La enferma había recibido la extremaunción, comulgado dos veces y dictado testamento en el que nombraba al cardenal Azzolino heredero universal. Para la posteridad justificaba su decisión con estas palabras: «Por sus incomparables capacidades, por sus méritos y los servicios que me ha prestado durante largos años, le debo esta prueba de afecto, aprecio y gratitud». En el mismo escrito afirmaba su fe única en la Iglesia, en cuyo seno estaba decidida a morir. En su testamento no dejaba nada al rey de Suecia ni devolvía los valiosos objetos de arte y cuadros que se había llevado del país.
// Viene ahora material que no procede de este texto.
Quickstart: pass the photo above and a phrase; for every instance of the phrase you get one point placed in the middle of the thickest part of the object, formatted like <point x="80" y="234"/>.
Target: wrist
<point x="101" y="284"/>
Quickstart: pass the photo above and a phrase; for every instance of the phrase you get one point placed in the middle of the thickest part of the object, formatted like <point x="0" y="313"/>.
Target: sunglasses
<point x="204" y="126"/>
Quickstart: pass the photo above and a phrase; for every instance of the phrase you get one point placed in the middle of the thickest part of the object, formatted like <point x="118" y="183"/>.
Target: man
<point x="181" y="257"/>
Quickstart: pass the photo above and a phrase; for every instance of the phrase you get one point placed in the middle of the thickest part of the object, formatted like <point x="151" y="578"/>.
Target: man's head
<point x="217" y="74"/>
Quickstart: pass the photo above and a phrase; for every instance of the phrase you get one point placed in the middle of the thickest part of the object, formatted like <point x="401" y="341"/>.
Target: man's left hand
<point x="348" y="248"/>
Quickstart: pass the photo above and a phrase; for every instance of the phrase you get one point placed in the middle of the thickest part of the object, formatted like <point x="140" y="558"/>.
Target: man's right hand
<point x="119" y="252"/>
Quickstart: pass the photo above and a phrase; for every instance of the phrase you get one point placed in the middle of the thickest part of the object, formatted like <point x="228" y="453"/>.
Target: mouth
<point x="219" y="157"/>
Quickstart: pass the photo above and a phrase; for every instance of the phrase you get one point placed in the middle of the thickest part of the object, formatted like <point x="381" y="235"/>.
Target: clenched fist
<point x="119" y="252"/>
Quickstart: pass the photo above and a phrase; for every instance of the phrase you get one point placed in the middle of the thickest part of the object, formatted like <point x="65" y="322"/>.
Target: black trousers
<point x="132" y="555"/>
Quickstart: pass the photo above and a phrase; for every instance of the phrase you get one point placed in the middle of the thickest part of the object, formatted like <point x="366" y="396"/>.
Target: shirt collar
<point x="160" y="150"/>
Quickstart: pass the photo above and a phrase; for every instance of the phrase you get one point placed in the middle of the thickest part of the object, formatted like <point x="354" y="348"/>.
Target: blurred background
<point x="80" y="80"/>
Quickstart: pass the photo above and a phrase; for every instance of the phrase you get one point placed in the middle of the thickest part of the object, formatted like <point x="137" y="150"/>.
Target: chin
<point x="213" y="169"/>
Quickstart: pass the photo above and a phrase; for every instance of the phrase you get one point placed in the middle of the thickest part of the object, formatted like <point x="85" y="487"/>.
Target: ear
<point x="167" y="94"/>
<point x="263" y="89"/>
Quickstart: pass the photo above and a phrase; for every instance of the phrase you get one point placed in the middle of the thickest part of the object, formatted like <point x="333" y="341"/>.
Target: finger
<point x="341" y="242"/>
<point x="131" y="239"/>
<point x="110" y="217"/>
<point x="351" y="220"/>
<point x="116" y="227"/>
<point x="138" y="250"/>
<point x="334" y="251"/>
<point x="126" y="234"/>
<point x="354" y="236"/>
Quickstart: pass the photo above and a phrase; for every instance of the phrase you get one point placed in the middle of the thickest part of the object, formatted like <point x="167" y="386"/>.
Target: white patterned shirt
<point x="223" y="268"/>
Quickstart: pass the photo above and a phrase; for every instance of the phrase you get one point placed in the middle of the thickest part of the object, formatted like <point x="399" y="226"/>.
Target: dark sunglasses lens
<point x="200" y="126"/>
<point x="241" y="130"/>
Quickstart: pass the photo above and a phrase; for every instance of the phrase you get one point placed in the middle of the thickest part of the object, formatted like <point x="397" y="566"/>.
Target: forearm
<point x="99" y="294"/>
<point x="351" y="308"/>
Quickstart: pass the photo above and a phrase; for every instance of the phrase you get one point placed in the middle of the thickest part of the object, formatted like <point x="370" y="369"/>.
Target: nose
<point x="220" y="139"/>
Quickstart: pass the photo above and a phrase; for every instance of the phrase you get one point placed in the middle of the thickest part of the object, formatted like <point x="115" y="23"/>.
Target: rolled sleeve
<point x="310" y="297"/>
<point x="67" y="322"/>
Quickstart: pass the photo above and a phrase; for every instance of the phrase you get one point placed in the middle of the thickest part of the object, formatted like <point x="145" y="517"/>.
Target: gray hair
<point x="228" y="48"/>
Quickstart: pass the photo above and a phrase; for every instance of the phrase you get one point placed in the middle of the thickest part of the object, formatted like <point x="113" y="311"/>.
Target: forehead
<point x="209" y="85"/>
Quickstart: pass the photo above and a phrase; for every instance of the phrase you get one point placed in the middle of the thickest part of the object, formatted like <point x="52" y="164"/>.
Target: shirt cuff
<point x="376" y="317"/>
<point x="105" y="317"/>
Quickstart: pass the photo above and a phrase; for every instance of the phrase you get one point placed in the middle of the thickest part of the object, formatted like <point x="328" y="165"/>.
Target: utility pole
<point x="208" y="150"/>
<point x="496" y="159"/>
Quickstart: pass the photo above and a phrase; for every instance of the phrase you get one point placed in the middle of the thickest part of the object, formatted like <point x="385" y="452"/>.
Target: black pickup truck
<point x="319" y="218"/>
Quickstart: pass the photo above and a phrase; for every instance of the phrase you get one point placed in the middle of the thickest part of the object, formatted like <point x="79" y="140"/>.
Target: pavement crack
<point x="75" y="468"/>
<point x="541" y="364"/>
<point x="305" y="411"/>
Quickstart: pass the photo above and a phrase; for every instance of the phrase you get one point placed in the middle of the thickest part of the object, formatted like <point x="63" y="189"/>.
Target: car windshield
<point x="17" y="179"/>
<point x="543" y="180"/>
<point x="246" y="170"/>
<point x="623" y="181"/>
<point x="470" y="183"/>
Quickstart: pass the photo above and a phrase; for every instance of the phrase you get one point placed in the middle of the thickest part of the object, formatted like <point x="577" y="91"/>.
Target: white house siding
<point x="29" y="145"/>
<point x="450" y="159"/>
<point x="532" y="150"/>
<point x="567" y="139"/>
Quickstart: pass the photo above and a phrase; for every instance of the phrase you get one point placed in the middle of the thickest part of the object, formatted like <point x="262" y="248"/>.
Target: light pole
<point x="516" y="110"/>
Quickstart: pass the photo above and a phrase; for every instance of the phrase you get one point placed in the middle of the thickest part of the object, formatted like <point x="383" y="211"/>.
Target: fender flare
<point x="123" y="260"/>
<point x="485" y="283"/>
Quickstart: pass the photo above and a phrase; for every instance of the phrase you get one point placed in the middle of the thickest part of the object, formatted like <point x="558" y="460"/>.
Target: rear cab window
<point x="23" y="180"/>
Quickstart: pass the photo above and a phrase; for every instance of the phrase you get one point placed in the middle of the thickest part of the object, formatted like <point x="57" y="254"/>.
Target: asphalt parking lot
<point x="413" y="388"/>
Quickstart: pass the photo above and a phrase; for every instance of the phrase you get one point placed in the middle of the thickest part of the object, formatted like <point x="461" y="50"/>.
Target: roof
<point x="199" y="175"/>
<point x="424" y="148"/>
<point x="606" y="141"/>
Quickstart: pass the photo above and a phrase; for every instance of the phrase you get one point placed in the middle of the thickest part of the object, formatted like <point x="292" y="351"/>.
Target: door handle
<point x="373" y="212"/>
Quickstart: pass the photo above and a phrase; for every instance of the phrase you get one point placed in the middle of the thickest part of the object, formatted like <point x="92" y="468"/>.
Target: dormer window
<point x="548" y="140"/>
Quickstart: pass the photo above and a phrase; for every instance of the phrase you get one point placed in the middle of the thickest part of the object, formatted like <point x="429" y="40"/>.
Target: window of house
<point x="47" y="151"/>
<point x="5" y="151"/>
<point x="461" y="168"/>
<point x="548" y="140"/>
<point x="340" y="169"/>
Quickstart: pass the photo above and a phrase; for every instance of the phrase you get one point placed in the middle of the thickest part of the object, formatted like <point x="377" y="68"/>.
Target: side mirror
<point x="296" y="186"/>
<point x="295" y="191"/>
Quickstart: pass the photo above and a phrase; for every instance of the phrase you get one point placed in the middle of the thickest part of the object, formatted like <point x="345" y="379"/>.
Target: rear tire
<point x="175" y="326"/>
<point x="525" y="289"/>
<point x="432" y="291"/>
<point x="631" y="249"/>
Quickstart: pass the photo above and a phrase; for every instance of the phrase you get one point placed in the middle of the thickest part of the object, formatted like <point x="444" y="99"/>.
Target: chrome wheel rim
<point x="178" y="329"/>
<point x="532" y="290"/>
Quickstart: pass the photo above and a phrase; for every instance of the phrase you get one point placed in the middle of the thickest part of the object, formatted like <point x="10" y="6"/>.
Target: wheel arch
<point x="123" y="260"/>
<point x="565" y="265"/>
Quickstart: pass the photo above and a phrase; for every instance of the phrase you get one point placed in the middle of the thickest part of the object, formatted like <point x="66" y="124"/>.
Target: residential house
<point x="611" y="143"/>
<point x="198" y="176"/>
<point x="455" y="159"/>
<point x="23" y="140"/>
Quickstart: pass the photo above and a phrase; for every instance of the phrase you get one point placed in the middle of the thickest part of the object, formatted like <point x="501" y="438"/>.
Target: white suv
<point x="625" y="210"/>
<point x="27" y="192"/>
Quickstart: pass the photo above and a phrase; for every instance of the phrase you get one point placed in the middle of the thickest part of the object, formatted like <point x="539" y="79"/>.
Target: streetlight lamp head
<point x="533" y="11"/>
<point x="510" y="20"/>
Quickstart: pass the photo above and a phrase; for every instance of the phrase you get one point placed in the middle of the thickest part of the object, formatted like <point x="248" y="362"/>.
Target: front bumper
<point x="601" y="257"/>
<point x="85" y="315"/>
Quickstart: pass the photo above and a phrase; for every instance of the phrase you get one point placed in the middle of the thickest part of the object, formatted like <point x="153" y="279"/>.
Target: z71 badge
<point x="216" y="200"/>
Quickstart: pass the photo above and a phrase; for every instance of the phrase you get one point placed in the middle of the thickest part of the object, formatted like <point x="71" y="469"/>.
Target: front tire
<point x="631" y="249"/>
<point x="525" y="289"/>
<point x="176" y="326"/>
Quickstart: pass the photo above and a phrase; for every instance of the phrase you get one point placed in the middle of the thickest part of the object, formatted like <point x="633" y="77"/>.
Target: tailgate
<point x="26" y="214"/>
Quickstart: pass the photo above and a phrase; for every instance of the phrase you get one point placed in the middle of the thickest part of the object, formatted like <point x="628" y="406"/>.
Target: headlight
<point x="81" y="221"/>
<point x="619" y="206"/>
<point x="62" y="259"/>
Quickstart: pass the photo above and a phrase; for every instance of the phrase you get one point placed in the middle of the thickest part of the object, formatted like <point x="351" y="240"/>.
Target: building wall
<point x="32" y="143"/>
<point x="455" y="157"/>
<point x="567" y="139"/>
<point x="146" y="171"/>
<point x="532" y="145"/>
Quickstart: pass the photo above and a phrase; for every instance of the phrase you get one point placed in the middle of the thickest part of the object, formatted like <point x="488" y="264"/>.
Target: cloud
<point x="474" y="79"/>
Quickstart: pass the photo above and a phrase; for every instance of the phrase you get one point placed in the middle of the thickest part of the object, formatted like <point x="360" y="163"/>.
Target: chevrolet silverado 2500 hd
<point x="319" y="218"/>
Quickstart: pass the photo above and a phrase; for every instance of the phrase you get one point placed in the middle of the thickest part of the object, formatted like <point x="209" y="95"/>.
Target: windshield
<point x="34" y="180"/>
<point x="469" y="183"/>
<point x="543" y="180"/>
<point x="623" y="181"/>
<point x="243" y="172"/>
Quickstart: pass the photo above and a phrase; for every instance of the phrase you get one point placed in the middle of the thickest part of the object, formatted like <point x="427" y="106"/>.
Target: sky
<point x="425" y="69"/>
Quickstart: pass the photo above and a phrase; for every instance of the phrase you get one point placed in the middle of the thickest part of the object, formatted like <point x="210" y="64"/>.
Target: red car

A pesar de su pronta recuperación a los pocos días volvió a recaer. Al ver que su fin estaba próximo, Cristina pidió al Papa —también gravemente enfermo— que le perdonara sus excesos y se hiciera cargo de su servidumbre. El pontífice sin demora le mandó su absolución y le anunció que iría a verla personalmente cuando se encontrara mejor. Pero en la madrugada del 19 de abril la reina falleció serena en su lecho, en la única compañía de su confesor y de su inseparable Azzolino. Tenía sesenta y dos años y mantuvo hasta el final su genio y figura. El cardenal, al que Cristina siempre amó, la veló día y noche junto a su cama. Envejecido también y delicado de salud, sobreviviría unas pocas semanas a su amiga y protectora. Cristina de Suecia dejó escrito que deseaba ser amortajada de blanco y sepultada en el Panteón de Roma, sin que su cuerpo fuera exhibido y en una ceremonia sencilla. Sus últimas voluntades no fueron cumplidas. El cardenal Azzolino y el papa Inocencio XI decidieron darle un solemne funeral de Estado y que sus restos mortales descansaran en la basílica de San Pedro en el Vaticano. Su cuerpo embalsamado, envuelto en un vestido blanco brocado en oro y cubierto con un manto de armiño, fue enterrado con su pesada corona y cetro en la sagrada cripta de San Pedro. Un honor sólo reservado a los pontífices y a unos pocos emperadores. El mejor epitafio de esta mujer enigmática, ambigua y rebelde lo escribió ella misma: «He nacido libre, he vivido libre y moriré libre».